Comparing the effects of chemical Ca dyes and R-GECO on contractility and Ca transients in adult and human iPSC cardiomyocytes.

We compared commonly used BAPTA-derived chemical Ca dyes (fura2, Fluo-4, and Rhod-2) with a newer genetically encoded indicator (R-GECO) in single cell models of the heart. We assessed their performance and effects on cardiomyocyte contractility, determining fluorescent signal-to-noise ratios and sarcomere shortening in primary ventricular myocytes from adult mouse and guinea pig, and in human iPSC-derived cardiomyocytes.

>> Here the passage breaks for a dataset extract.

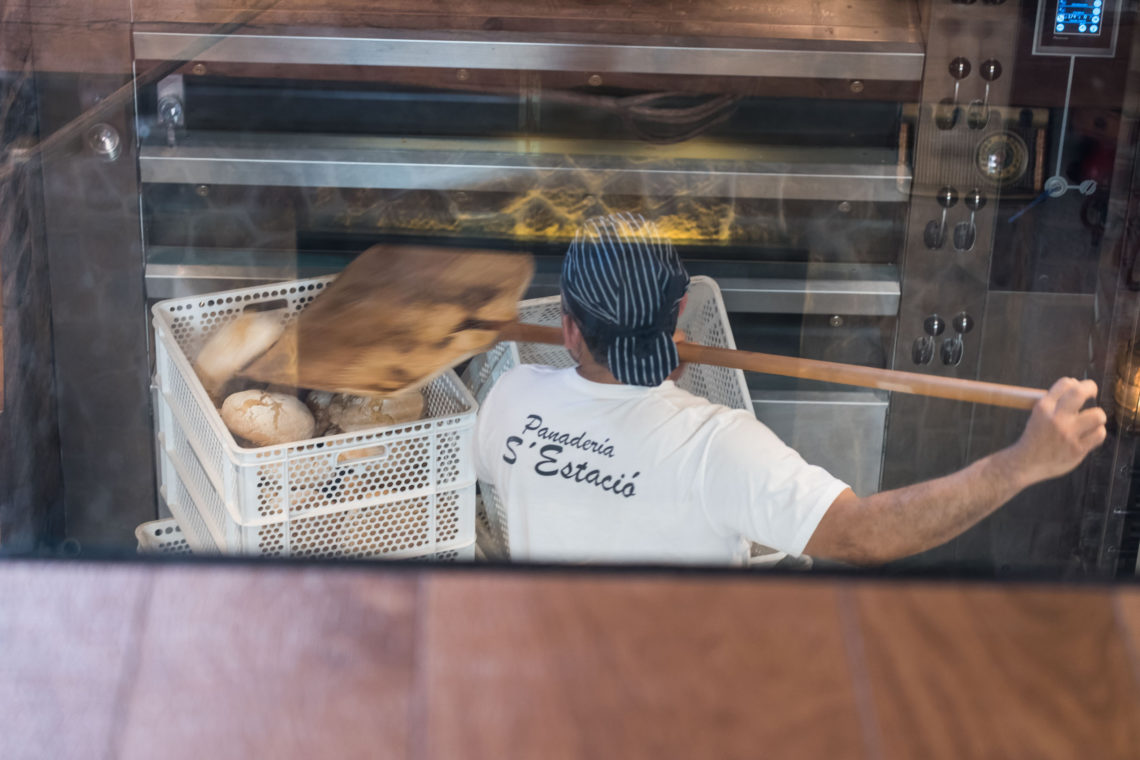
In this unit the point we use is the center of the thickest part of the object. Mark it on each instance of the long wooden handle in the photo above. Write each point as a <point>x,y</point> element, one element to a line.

Chemical Ca dyes displayed dose-dependent contractile impairment in all cell types, and we observed a negative correlation between contraction and fluorescence signal-to-noise ratio, particularly for fura2 and Fluo-4. R-GECO had no effect on sarcomere shortening. BAPTA-based dyes, but not R-GECO, inhibited in vitro acto-myosin ATPase activity. The presence of fura2 accentuated or diminished changes in contractility and Ca handling caused by small molecule modulators of contractility and intracellular ionic homeostasis (mavacamten, levosimendan, and flecainide), but this was not observed when using R-GECO in adult guinea pig left ventricular cardiomyocytes. Ca handling studies are necessary for cardiotoxicity assessments of small molecules intended for clinical use. Caution should be exercised when interpreting small molecule studies assessing contractile effects and Ca transients derived from BAPTA-like chemical Ca dyes in cellular assays, a common platform for cardiac toxicology testing and mechanistic investigation of cardiac disease physiology and treatment.